Si, par sa puissance créatrice et sa capacité à renouveler les genres, Alexandro Jodorowsky a marqué l’histoire du cinéma et de la littérature, fût-elle théâtrale, il a fini par s’imposer dans un genre plus francophone : la bande dessinée. Le neuvième art a cette faculté de libérer l’auteur des contraintes budgétaires du cinéma ou du théâtre, surtout lorsqu’il s’agit de transformer la réalité en profondeur. Contrairement à la littérature, elle demeure un art visuel, où le pouvoir de l’image dessinée confine au rêve. C’est un art de la vision proche, où les yeux ont l’illusion de plonger dans une image transfigurée de proximité.
En collaborant avec les plus beaux crayons (Moebius, Boucq, Gimenez, Bess, Janjetov, Beltran, Manara,…), il a, album après album, bâti une œuvre tout à fait considérable par l’originalité, la malice et la poésie des univers créés. Il y a dans la trame des séries de Jodorowsky toujours une idée nouvelle, un point de vue inédit, qui déplace les perspectives. Si la majorité des albums puisent aux sources de la SF, c’est parce qu’il est à l’aise dans les univers éloignés du quotidien. Qu’il s’agisse de sociétés démentes (Mégalex), d’un être entité civilisationnel (L’Incal), de héros recomposé (Alef-Thau), de voyages improbables dans l’espace (Les Technopères), de genèse d’un monde onirique (Alandor), Jodorowsky bouleverse les codes, repousse les frontières et redéfinit le genre. La BD de SF n’a plus été la même après L’Incal.

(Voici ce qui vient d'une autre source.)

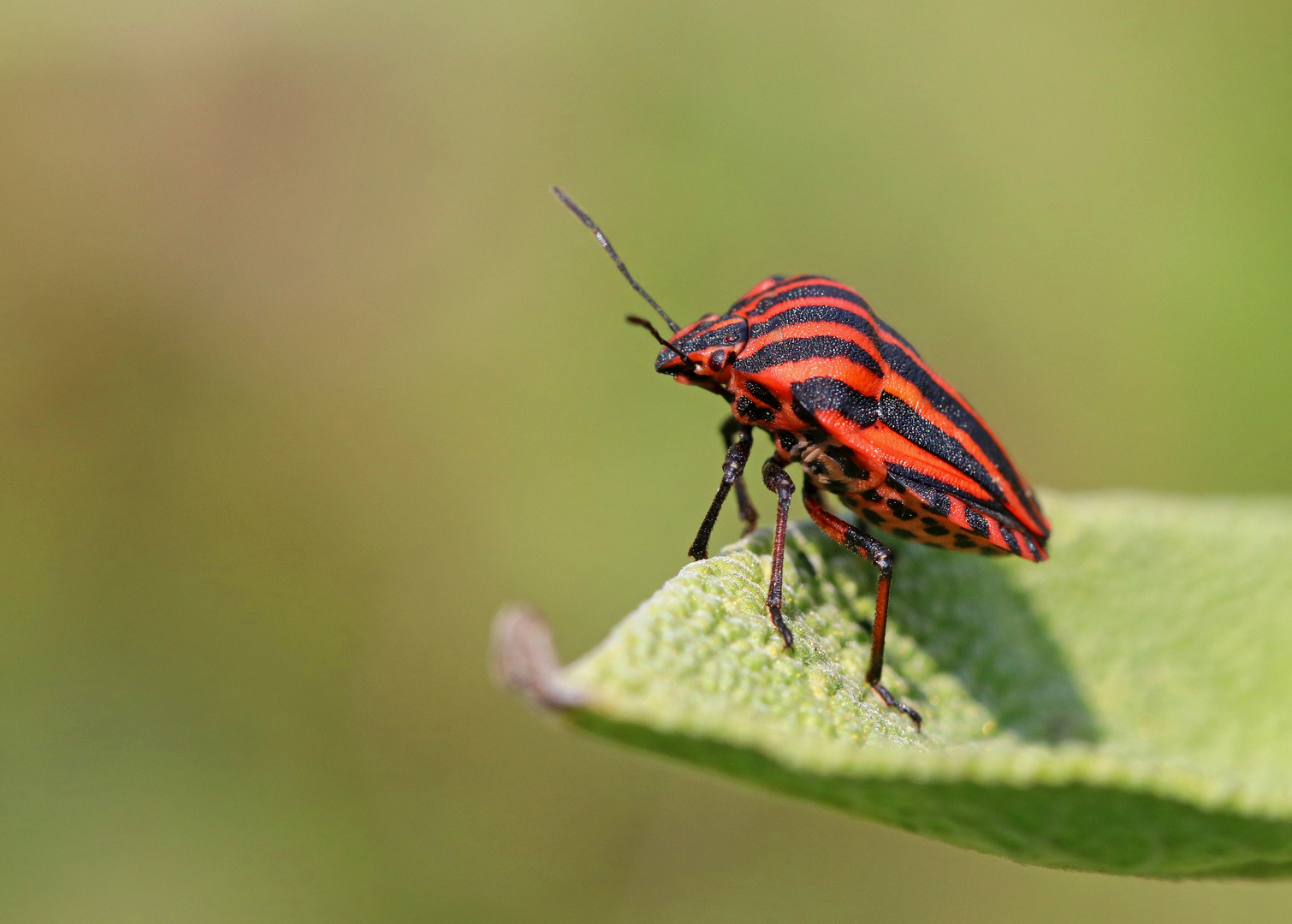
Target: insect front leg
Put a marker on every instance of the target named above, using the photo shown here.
(749, 512)
(779, 481)
(739, 440)
(864, 544)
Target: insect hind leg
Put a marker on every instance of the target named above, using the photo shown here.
(861, 542)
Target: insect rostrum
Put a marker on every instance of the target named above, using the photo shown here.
(848, 398)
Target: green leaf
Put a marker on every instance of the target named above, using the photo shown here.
(1124, 707)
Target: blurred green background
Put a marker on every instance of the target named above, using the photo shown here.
(303, 372)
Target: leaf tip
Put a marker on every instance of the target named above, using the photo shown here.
(524, 660)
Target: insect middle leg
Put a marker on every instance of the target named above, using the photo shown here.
(858, 541)
(775, 477)
(739, 440)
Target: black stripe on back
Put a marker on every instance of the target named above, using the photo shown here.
(762, 393)
(770, 301)
(805, 348)
(808, 314)
(978, 522)
(904, 420)
(831, 394)
(906, 366)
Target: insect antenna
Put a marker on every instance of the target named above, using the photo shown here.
(643, 322)
(605, 243)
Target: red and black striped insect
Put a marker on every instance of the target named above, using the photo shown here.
(848, 398)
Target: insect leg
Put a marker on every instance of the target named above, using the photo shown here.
(739, 442)
(858, 541)
(779, 481)
(749, 512)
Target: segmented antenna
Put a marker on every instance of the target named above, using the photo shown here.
(643, 322)
(601, 240)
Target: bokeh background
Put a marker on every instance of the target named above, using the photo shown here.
(303, 372)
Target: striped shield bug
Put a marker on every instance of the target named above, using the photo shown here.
(848, 398)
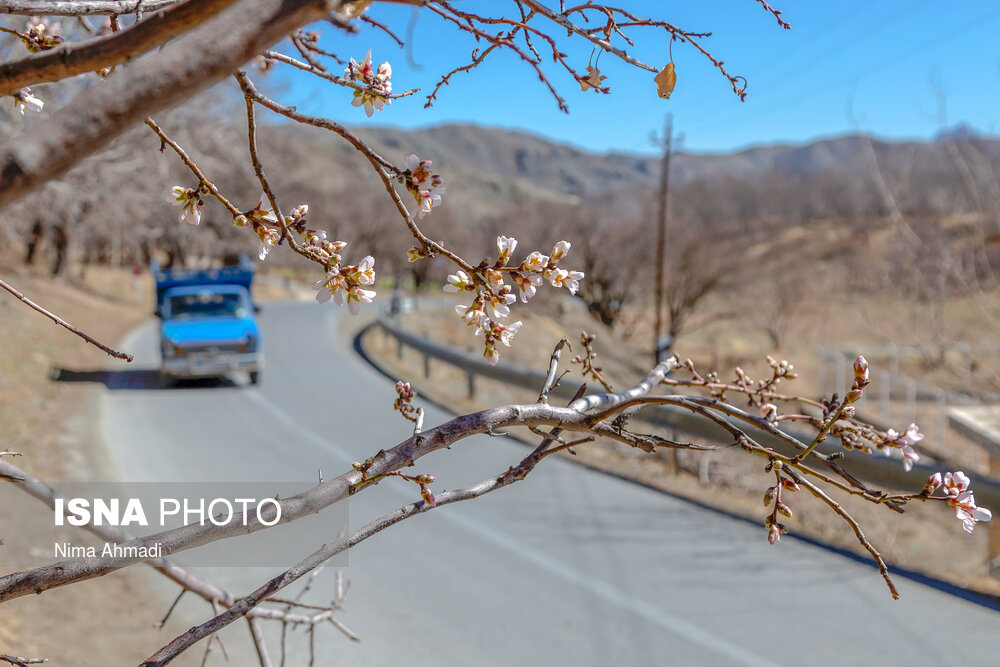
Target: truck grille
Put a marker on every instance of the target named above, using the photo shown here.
(209, 350)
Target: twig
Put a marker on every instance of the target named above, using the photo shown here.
(258, 642)
(66, 325)
(202, 179)
(550, 378)
(835, 506)
(20, 662)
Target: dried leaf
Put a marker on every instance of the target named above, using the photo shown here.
(666, 80)
(355, 9)
(592, 80)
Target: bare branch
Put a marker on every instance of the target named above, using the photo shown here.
(183, 68)
(81, 7)
(66, 325)
(71, 59)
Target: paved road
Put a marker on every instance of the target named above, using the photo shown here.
(570, 567)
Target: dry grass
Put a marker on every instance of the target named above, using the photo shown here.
(111, 620)
(923, 539)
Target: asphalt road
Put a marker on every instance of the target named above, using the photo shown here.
(570, 567)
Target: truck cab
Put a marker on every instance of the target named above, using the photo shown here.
(207, 325)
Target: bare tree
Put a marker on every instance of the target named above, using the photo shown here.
(173, 50)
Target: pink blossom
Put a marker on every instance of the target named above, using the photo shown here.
(560, 250)
(967, 512)
(24, 99)
(955, 483)
(458, 282)
(505, 248)
(535, 261)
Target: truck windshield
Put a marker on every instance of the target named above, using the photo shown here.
(207, 304)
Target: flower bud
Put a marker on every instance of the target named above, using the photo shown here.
(933, 483)
(861, 373)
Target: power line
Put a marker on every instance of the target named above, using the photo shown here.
(825, 28)
(798, 97)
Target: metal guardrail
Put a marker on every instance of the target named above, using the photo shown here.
(884, 471)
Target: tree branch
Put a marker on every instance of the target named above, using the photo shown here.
(66, 325)
(183, 68)
(81, 7)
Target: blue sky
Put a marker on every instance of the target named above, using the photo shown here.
(873, 65)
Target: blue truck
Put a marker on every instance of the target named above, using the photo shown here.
(207, 326)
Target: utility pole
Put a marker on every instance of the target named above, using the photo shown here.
(660, 345)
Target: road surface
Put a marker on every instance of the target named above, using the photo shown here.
(570, 567)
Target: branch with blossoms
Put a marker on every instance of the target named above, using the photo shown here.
(188, 46)
(594, 415)
(603, 26)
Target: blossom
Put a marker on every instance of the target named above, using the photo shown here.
(426, 187)
(458, 282)
(262, 212)
(592, 80)
(560, 250)
(40, 35)
(967, 512)
(500, 303)
(526, 283)
(536, 261)
(568, 279)
(377, 82)
(190, 203)
(956, 487)
(356, 296)
(861, 372)
(505, 248)
(330, 286)
(364, 274)
(495, 280)
(23, 98)
(905, 442)
(473, 316)
(955, 483)
(416, 253)
(505, 333)
(933, 483)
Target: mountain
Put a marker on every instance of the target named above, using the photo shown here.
(487, 170)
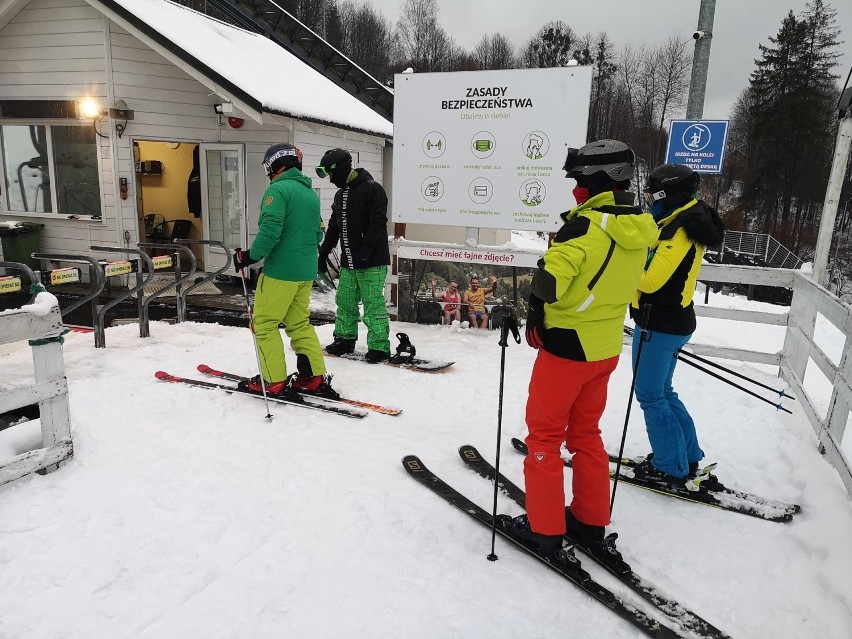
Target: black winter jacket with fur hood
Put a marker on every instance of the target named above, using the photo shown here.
(673, 265)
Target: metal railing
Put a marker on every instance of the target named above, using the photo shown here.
(809, 300)
(763, 246)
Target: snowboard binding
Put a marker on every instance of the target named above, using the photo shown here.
(405, 351)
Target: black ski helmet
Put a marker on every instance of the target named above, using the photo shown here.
(336, 165)
(281, 155)
(671, 184)
(611, 157)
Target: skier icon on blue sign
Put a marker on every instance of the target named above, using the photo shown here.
(696, 137)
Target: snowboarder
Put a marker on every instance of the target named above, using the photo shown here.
(580, 293)
(287, 237)
(686, 226)
(359, 222)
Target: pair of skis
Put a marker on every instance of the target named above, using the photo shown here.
(572, 570)
(707, 492)
(341, 406)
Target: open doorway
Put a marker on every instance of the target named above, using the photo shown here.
(168, 193)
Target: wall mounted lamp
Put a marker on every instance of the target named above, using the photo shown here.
(90, 110)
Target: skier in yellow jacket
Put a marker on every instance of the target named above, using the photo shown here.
(579, 298)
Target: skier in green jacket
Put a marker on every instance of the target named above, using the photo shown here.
(288, 232)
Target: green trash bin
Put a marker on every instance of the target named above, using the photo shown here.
(20, 240)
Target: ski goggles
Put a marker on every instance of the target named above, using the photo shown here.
(294, 152)
(653, 198)
(324, 172)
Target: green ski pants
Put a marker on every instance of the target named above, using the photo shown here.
(276, 302)
(367, 286)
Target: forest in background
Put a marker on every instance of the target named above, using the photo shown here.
(783, 126)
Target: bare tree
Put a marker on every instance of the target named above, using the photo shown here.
(367, 38)
(672, 69)
(423, 42)
(553, 46)
(494, 52)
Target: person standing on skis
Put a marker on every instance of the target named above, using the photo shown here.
(287, 236)
(686, 226)
(359, 220)
(580, 293)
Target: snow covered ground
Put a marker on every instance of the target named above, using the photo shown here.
(185, 514)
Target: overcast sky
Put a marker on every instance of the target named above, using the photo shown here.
(739, 27)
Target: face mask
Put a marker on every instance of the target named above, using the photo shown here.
(581, 194)
(658, 211)
(340, 173)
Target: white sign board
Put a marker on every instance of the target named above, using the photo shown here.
(485, 149)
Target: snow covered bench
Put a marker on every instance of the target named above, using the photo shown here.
(40, 322)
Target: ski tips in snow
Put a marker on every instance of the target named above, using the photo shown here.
(718, 496)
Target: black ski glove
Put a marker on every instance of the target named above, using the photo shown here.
(361, 260)
(535, 322)
(242, 259)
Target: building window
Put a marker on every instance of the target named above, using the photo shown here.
(49, 168)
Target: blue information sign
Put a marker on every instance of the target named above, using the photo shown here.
(699, 144)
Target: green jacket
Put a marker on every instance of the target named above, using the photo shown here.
(289, 229)
(589, 274)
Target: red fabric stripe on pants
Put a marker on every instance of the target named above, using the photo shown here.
(566, 400)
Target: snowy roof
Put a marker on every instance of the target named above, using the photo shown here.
(259, 71)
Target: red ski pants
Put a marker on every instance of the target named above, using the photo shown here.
(566, 400)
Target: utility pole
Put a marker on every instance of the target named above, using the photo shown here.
(703, 37)
(835, 186)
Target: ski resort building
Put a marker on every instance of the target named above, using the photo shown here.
(182, 109)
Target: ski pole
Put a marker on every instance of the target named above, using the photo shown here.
(735, 385)
(509, 323)
(645, 337)
(781, 392)
(253, 336)
(680, 352)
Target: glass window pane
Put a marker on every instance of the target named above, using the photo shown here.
(224, 197)
(75, 160)
(26, 171)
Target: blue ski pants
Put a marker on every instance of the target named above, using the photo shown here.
(671, 430)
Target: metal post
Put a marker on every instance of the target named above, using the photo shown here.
(835, 186)
(700, 60)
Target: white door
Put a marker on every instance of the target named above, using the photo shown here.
(224, 200)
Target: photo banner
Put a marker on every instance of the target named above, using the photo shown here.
(485, 149)
(468, 255)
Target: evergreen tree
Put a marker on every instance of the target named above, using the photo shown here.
(790, 133)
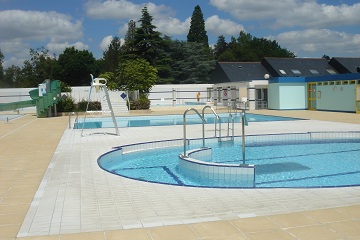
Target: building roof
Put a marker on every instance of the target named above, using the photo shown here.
(345, 65)
(237, 72)
(297, 67)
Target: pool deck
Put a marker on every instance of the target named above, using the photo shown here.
(52, 188)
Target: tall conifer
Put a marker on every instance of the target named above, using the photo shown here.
(197, 32)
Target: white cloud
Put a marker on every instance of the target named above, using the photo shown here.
(15, 52)
(35, 25)
(291, 13)
(106, 42)
(172, 26)
(218, 26)
(123, 9)
(324, 41)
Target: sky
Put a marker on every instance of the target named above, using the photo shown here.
(309, 28)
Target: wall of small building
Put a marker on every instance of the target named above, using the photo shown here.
(336, 95)
(287, 94)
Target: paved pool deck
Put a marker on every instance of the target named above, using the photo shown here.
(52, 188)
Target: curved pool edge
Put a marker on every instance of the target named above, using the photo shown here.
(354, 135)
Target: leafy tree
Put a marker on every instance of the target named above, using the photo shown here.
(197, 32)
(76, 66)
(147, 41)
(111, 56)
(247, 48)
(190, 63)
(137, 74)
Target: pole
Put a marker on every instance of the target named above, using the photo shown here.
(243, 134)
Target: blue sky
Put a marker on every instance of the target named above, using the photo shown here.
(309, 28)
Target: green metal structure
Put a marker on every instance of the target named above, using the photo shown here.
(42, 103)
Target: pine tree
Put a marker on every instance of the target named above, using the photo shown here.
(147, 41)
(197, 32)
(130, 36)
(112, 55)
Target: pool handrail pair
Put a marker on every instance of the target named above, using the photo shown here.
(202, 117)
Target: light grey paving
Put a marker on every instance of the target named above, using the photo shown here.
(75, 195)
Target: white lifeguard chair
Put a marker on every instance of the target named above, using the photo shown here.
(100, 83)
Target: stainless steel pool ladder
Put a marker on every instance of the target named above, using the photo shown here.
(217, 121)
(184, 125)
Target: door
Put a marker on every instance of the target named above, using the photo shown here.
(312, 96)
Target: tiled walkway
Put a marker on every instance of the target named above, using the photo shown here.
(52, 188)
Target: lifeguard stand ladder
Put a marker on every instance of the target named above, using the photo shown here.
(100, 83)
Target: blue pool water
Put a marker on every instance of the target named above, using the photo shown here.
(282, 164)
(145, 121)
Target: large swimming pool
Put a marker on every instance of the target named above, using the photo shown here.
(166, 120)
(282, 160)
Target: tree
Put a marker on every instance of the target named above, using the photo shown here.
(190, 63)
(76, 66)
(197, 32)
(130, 36)
(147, 41)
(247, 48)
(111, 56)
(137, 74)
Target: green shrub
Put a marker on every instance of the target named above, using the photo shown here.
(140, 104)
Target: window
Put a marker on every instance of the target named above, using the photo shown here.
(331, 71)
(296, 71)
(314, 71)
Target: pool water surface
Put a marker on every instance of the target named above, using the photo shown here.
(283, 164)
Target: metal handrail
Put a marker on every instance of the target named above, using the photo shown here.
(184, 122)
(216, 120)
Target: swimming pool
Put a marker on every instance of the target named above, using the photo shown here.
(167, 120)
(281, 160)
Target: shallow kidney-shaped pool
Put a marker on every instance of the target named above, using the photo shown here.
(283, 160)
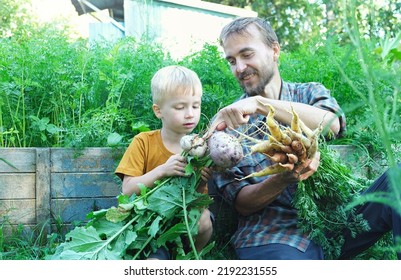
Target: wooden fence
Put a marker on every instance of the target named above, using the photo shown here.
(38, 185)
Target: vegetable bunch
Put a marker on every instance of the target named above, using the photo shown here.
(164, 216)
(322, 200)
(286, 146)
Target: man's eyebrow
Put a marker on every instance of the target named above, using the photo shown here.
(241, 51)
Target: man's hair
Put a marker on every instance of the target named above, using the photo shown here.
(241, 24)
(172, 81)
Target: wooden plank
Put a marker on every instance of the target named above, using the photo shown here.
(17, 186)
(86, 160)
(80, 185)
(70, 210)
(18, 211)
(23, 159)
(43, 187)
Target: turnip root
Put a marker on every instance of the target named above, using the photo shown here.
(225, 149)
(194, 145)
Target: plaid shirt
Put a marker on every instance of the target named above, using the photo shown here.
(277, 222)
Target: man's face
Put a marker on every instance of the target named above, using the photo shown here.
(251, 60)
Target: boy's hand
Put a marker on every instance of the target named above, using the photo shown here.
(206, 174)
(174, 166)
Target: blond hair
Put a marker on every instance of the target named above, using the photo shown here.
(174, 80)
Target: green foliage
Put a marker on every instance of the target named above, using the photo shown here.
(322, 202)
(140, 224)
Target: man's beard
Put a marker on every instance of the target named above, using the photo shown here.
(259, 89)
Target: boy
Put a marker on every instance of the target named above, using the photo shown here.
(176, 93)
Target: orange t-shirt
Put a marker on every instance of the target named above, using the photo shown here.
(144, 154)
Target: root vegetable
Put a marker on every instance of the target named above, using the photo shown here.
(288, 146)
(194, 145)
(225, 149)
(272, 169)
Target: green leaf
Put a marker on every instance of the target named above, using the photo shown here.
(115, 215)
(154, 227)
(114, 139)
(174, 232)
(166, 200)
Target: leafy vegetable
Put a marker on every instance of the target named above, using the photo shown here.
(140, 224)
(322, 202)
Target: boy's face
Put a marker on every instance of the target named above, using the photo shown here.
(180, 114)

Quant aux autres thématiques BD, elles traitent toujours de la fureur, de la violence et des passions humaines. Le western est le théâtre d’une vengeance familiale (Bouncer). Entre Alexandre VI (Borgia) et Jules II (Le Pape Terrible), il y a une haine mortelle tenace. Homosexualité, inceste, pédophilie, perversion, mutilation, génocide, Jodorowsky aborde des thèmes qui furent ou qui sont tabous, parce qu’interroger ce qui dérange, c’est flirter avec les frontières de la réalité.
D’une certaine manière, les mondes historiques que Jodorowsky exhume sont des mondes de SF et de Fantasy. Dans son extravagance, le Pape Terrible est un tyran de la planète Vatican, plus qu’un personnage réel d’une Cité à Rome. En dépit de leur inhumanité, la cruauté, la perversion font de nous des hommes. Et si nous les camouflons, c’est dans le réel et non dans l’imaginaire qu’elles feront irruption. C’est là le pouvoir créatif et curatif de l’imagination. C’est de là que vient la nécessité du dialogue entre réel et imaginaire.
Et c’est en pérennisant cette continuité, en évitant la rupture entre le réel aseptisé et le chaos créateur, que Jodorowsky s’est imposé, au fil du temps, comme un maître de l’imaginaire.